Anoop S replied to aman on 09-Aug-11 03:32 AM
A DataSet can be Typed or Untyped. The difference between  the two lies in the fact that a Typed DataSet has a schema  and an Untyped DataSet does not have one. It should be noted that the Typed Datasets have more support in Visual  studio.Typed Dataset provide compile time type checking. Also it  provides the names of the Columns of the types we are using for that typed data set. This is something we dont get in  the normal datasets.
Jitendra Faye replied to aman on 09-Aug-11 04:14 AM

Typed Dataset (TDS):

TDS is added using MS VS as .xsd file by right clicking solution and clicking ‘Add New Item’ and by selecting DataSet. We can also generate TDS using xsd.exe, a VS .NET command prompt tool. TDS is easy to use. TDS is also called as strongly typed dataset because we get compile time errors in case there is any type (datatype) mismatch. Strongly TDS is slow in terms of performance. It is used only in small applications.

Untyped Dataset (UTDS):

In our web applications we normally use UTDS. UTDS is not easy to use but easy to administer. UTDS is so called because we get runtime errors in case there is any type (datatype) mismatch. UTDS is fast in terms of performance. It is used in small as well as in large enterprise level applications. In order to create UTDS we have to create each row and column of datatable in a dataset manually with specifying the datatype of each column as well.

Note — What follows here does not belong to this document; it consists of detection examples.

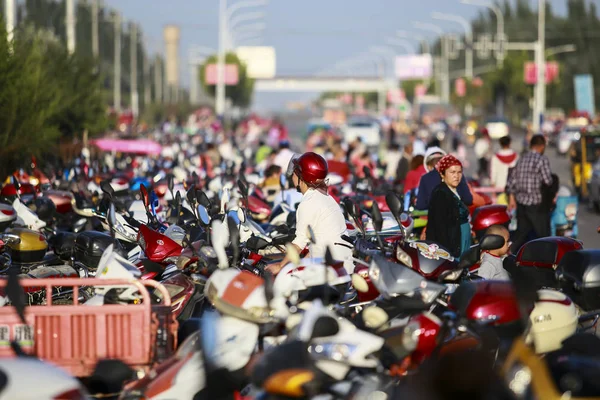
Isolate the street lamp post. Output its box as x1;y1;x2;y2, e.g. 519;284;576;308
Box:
188;46;215;104
532;0;546;133
431;12;473;79
461;0;504;66
215;0;268;117
413;22;450;103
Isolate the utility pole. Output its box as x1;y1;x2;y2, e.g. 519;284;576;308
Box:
4;0;16;43
532;0;546;133
189;58;198;104
154;55;163;104
129;22;140;117
441;35;450;103
66;0;75;54
143;54;152;106
113;12;121;111
92;0;100;60
215;0;227;117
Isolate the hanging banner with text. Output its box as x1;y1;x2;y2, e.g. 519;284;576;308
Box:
387;89;406;104
204;64;239;85
454;78;467;97
525;61;558;85
395;54;433;80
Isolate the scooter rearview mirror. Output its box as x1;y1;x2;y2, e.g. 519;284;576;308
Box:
227;217;240;266
306;225;317;244
173;192;181;220
363;165;371;179
13;175;21;193
385;191;404;221
237;207;246;224
371;201;383;232
285;243;300;265
140;185;150;210
106;201;117;238
5;268;27;325
325;246;335;266
279;173;287;190
100;181;115;199
196;189;212;210
237;179;248;198
211;219;229;269
167;174;175;197
185;185;196;208
197;204;210;226
342;197;356;219
264;273;275;308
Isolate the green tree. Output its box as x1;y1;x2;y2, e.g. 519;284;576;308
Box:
199;53;254;108
0;24;106;176
0;24;62;176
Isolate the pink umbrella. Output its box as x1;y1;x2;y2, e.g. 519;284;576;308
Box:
91;139;162;154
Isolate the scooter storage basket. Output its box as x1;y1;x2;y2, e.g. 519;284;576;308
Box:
556;250;600;311
75;231;124;270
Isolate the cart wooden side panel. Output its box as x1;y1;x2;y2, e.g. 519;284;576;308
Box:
0;278;177;377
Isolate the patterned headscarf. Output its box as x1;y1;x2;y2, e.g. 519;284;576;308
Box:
435;154;462;175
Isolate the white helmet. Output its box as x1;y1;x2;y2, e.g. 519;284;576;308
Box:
423;146;446;172
527;289;579;353
202;312;259;372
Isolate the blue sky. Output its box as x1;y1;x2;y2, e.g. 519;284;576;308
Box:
104;0;576;107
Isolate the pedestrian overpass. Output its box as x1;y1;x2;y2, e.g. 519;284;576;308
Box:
254;76;398;94
254;76;398;112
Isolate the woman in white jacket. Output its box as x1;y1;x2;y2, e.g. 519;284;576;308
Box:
490;136;519;190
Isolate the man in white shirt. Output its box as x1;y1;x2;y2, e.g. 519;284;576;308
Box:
267;152;353;274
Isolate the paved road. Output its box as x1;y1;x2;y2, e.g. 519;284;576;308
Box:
448;131;600;249
448;130;600;249
283;114;600;249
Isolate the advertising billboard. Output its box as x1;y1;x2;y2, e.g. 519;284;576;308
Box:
396;54;433;79
235;46;276;79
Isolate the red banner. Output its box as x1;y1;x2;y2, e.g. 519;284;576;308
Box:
454;78;467;97
415;84;427;97
524;61;559;85
387;89;406;104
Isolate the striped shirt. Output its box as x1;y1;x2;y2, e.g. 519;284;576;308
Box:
506;151;552;206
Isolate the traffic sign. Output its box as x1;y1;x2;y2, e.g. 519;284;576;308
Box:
473;33;494;60
454;78;467;97
524;61;558;85
573;75;596;118
447;34;465;60
494;34;508;59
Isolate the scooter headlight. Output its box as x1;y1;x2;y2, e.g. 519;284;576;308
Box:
396;246;412;268
565;203;577;221
308;343;358;362
444;269;463;282
369;264;381;282
402;321;421;351
505;363;531;399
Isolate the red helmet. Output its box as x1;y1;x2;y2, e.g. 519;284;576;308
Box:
294;151;328;184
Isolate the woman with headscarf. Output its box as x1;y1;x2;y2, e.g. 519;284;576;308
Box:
427;154;471;258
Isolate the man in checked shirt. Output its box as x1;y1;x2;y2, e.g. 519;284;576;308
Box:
506;135;552;254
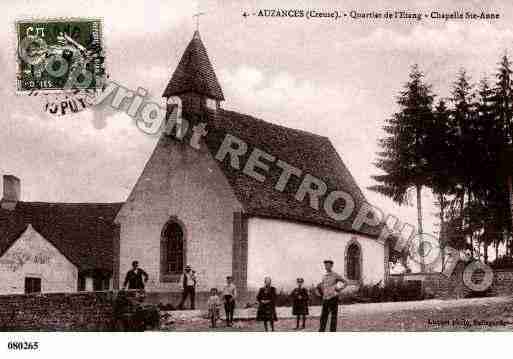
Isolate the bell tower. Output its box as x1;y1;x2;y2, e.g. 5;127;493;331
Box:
162;30;224;115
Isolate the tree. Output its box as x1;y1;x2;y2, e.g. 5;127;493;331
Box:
369;65;434;270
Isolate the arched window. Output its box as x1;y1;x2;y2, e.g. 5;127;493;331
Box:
161;221;185;275
346;242;362;281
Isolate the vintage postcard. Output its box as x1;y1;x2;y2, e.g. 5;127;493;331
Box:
0;0;513;353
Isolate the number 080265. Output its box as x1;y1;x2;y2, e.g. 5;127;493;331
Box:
7;342;39;350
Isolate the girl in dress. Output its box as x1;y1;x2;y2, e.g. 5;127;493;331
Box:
222;276;237;327
257;277;278;332
290;278;308;329
207;288;221;328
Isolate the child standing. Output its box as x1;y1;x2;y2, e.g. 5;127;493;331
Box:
207;288;221;328
257;277;278;332
223;276;237;327
290;278;309;329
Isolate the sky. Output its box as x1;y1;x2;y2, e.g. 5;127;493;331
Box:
0;0;513;242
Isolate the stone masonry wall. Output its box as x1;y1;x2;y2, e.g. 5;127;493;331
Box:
391;262;513;299
0;292;115;331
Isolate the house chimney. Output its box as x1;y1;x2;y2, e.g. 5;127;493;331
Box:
0;175;21;211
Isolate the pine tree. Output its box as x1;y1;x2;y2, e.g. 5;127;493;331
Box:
369;65;434;270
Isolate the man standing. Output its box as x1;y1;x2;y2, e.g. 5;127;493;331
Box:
123;261;148;290
178;265;196;310
317;259;347;332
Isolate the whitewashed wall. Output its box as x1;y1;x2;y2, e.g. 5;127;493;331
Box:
248;218;385;289
0;225;78;294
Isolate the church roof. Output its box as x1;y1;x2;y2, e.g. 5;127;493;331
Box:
162;31;224;101
205;109;381;237
0;202;122;272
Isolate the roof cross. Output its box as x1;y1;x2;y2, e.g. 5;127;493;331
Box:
192;12;206;31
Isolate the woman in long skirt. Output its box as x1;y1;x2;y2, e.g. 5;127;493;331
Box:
257;277;278;332
290;278;308;329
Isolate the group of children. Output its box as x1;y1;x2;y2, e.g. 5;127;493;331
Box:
207;276;309;331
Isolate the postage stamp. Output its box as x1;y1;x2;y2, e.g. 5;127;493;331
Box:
16;18;105;94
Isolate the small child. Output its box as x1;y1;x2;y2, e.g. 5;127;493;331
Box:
290;278;308;329
207;288;221;328
222;275;237;327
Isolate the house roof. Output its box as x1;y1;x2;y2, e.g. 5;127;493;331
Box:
0;202;122;272
205;109;381;237
162;31;224;101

XSD.exe is a tool in .NET framework SDK that generates the TDS using xml (schema) file generated when we drag a table into TDS using MS VS designer. An example of TDS in our code is:

DataSet dsPersons = new Persons().GetPersons();

gvPersons.DataSource = dsPersons;


Hope this will help you.

Riley K replied to aman on 09-Aug-11 04:35 AM
A typed dataset gives us easier access to the contents of the table through strongly typed programming that uses information from the underlying data schema. A typed DataSet has a reference to an XML schema file:

Dim s As String
s = dsCustomersOrders1.Customers(0).Customer

In contrast, if we are working with an untyped DataSet, the equivalent code looks like this:

Dim s As String
s = _ CType(dsCustomersOrders1.Tables("Custome
rs").Rows(0).Item("CustomerID"), String)

As the syntax is much simpler and more practical, using typed Datasets is much more handy.